Sitting down is usually preferable if you are after a more intimate delivery. This is not to say that you can’t sit down while delivering a more energetic performance. However, you should make sure that your position doesn’t prevent you from channeling your voice from your diaphragm, which often produces the best results.
Ultimately, the choice of whether to sit or stand for a recording is up to you. Try out both methods and see how it affects the outcome. Don’t hesitate to switch between both approaches as the situation calls for it, even within the same recording.
What equipment will make your voice sound better?
Nowadays, you don’t even have to go into a professional recording facility to get amazing-sounding vocal recordings. A lot of equipment that was previously available only to recording professionals is now available to home recording practitioners and even hobbyists.

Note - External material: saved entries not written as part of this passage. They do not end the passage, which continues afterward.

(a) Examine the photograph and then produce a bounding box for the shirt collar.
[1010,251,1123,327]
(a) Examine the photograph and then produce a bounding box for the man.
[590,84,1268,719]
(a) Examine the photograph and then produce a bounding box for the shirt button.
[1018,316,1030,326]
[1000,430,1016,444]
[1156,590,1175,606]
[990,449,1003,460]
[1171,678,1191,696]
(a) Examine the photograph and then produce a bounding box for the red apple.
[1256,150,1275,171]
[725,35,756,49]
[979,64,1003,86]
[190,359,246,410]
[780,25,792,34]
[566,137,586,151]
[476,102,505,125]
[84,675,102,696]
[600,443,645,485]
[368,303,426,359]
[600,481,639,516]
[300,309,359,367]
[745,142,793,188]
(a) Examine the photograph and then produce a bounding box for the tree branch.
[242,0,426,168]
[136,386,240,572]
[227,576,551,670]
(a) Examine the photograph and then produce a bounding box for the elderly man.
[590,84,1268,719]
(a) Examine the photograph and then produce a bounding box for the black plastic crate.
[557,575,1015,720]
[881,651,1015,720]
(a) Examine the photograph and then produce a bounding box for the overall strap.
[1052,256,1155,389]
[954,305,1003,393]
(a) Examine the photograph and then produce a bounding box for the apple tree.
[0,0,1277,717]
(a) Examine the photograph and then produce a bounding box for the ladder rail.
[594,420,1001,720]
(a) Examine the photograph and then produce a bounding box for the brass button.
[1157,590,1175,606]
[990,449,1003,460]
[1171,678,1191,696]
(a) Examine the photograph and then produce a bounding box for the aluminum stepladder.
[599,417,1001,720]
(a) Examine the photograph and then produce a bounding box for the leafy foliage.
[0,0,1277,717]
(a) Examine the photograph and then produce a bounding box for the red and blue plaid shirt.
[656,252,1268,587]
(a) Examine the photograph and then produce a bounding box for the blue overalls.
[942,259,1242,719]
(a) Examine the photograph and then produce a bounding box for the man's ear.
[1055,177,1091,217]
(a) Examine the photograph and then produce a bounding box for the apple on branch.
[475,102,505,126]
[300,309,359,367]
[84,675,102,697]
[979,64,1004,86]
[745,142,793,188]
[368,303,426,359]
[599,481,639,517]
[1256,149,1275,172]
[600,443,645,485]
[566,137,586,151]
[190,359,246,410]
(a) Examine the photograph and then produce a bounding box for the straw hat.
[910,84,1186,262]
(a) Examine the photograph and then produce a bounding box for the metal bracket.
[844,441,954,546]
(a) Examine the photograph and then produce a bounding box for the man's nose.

Of course, a professional facility will always have higher-end equipment. But even with a modest home studio and a shoestring budget, you would be surprised at how many tools you have at your disposal to create amazing recordings.
The microphone is the first and most crucial part of your vocal chain. Most singers swear by condenser microphones, which are excellent for reproducing the details of your vocal performance. Some singers do use dynamic microphones with outstanding results. These are generally able to handle higher volumes, so if you are a loud singer, consider going for a dynamic mic.
You will need to plug your mic into a preamp so that the signal can be amplified to a level that is suitable for recording. Many audio interfaces come with built-in preamps that will do an adequate job of boosting your mic level for recording. As you get better and your ear becomes more discerning, you may want to move up to a more expensive preamp.
The built-in mics and onboard soundcards that come with most laptops and desktop computers aren’t suitable for critical recordings. Investing in a mic and a good audio interface to go along with it are the two most important upgrades you can do to improve your vocal recordings.
Even with all the tools and recording equipment at your disposal, it is essential to get the fundamentals down pat before you attempt to lay down a serious recording. Remember that all the tools and tricks in the world can’t take the place of a performance borne of adequate preparation and practice. Get the fundamentals down and practice as much as possible, and the equipment you have access to will serve you even better.
How can you improve your vocals after it is recorded?
Even after you have your vocals recorded to hard disk, there is still a lot you can do to make it sound as impressive as possible. You can process your vocals extensively in a dedicated audio editor, or even within your digital audio workstation (DAW).
The most common tweak you can perform on your vocal is equalization. This is the process of boosting or reducing different frequencies of the audio to alter their tonal character. In some cases, EQ is used to make a dull vocal sound brighter or an overly harsh vocal sound mellower. Some recording engineers apply EQ creatively to make it sound more distinctive or unusual.
Another common tweak is to apply compression. This refers to the process of limiting the loudest parts of an audio signal and boosting the softer parts. The result is a smoother and more consistent sound. Compression may also be used to make the vocals sound punchier, which makes it cut through a dense mix more effectively.
Again, all the studio tricks and wizardry shouldn’t take the place of a solid vocal performance. Get your basics down and use the available tools for judicious sweetening, and you will be much more likely to get a great sounding vocal track.
Getting great sounding vocals can be challenging, but it is by no means impossible. No matter what level you are as a singer, you will notice a marked improvement by following the tips outlined above.